Lauren S., a married mother of a toddler in a small town in northern New Mexico, was 19 weeks pregnant in October when an ultrasound showed very bad news for her baby. The doctor said his brain was not forming properly and that even if he survived birth, which was unlikely, he would never be able to breathe on his own.


"We would have done anything if we could have kept him," Lauren told The Huffington Post in an interview. "It didn't matter when we thought that he might have health issues that would require tons of brain surgeries, of if he couldn't walk -- we didn't care. We loved him, but he had no chance of living."


Lauren, who withheld her last name for privacy reasons, was also very sick. She had to have a peripherally inserted central catheter (PICC) line for most of her pregnancy due to severe nausea and dehydration, and the doctor told her that the birth of the baby would be dangerous for her body because its head had become so enlarged.


She and her husband made the difficult decision to end her pregnancy, but they faced several logistical obstacles that pushed the procedure past the 20th week of pregnancy. She had to travel two hours to the nearest abortion provider in Albuquerque -- her town has one OBGYN and zero abortion clinics -- and she had to find someone to care for her 2-year-old son for several days.


"By that point I was 20 weeks and a few days along," she said. "I was induced on a Thursday, and he was born on a Saturday morning. We spent the whole day with him, holding him, and when I was discharged that night, we drove him to the funeral home to drop him off and say goodbye."


Albuquerque residents are voting Tuesday on a ballot measure that would ban abortions in the city 20 weeks after fertilization based on the disputed idea that fetuses feel pain at that point.

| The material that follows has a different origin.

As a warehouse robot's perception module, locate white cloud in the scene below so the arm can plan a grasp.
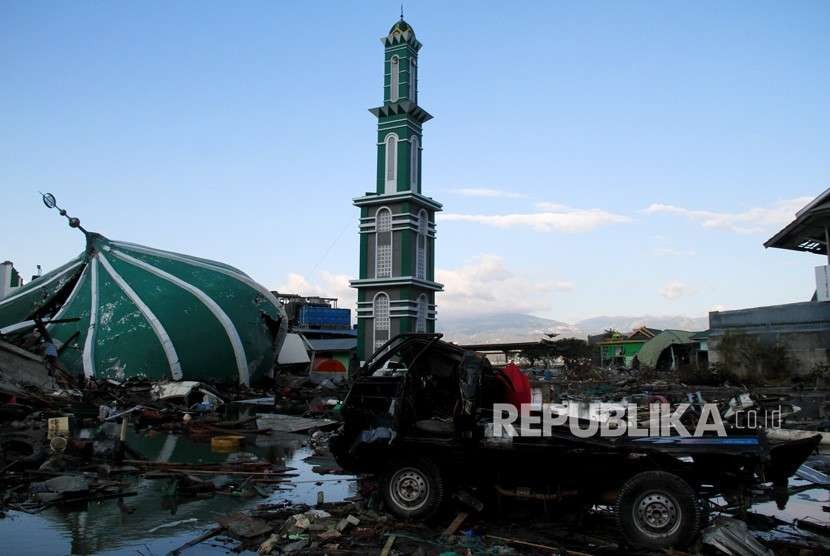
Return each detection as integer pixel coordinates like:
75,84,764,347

The ban makes an exception for situations in which the mother would die without the abortion, but has no exceptions for fetal anomalies discovered late in the pregnancy, for situations in which the mother's health is severely affected by the pregnancy, or for victims of rape or incest.


While the measure is only a municipal ban, not a statewide ban, it would affect women far outside of Albuquerque. The only two providers of abortions after 20 weeks of pregnancy in New Mexico are located in Albuquerque, and one of those clinics -- Southwestern Women's Options -- is one of only four clinics in the nation that provides abortions after 26 weeks. Neighboring Texas enacted a 20-week ban on abortions earlier this year, so most women across Texas and New Mexico have to drive to Albuquerque for an abortion if a difficult situation arises late into her pregnancy.



"The ban's target is the clinic women depend on to get safe and legal medical care in these difficult circumstances -- cancer late in pregnancy, fetal abnormalities -- women from our state are traveling three, four, five hours to get this care," said Julianna Koob, legislative advocate for Planned Parenthood New Mexico. "So Albuquerque voters have a lot of weight on their shoulders."


National anti-abortion groups, such as the Susan B. Anthony List, have been pouring money into Albuquerque and campaigning there to help the measure pass. It would be the first municipal ban on abortions and would provide momentum for the national 20-week abortion ban, which passed in the U.S. House of Representatives earlier this year and was recently introduced in the Senate.


Marjorie Dannenfelser, president of the Susan B. Anthony List, addressed the issue of fetal anomalies in a recent op-ed. She said women should still carry the fetus to term.


“Where a lethal fetal anomaly does exist, patients and their families can and should be offered the compassionate, ethical option of perinatal hospice to support them," she wrote. "Studies have shown that carrying a fatally ill child to term rather than performing a late abortion does not result in increased maternal mortality. On the other hand, it brings comfort to parents who can indeed parent their child as long as time permits."


An Albuquerque Journal poll conducted in September showed that 54 percent of likely voters in the city were planning to support the ballot measure, while 39 percent opposed it.


Lauren said it frustrates her that the people of Albuquerque may not understand that so many women among them and throughout the state are faced with situations in their pregnancies that require them to make extremely difficult choices. "It's not that it could happen in New Mexico -- it does all the time, far more often than people think," she said. "People just don't talk about it. They like to pretend that babies are all made healthy, and everyone could make any choice they wanted. And that's not the case."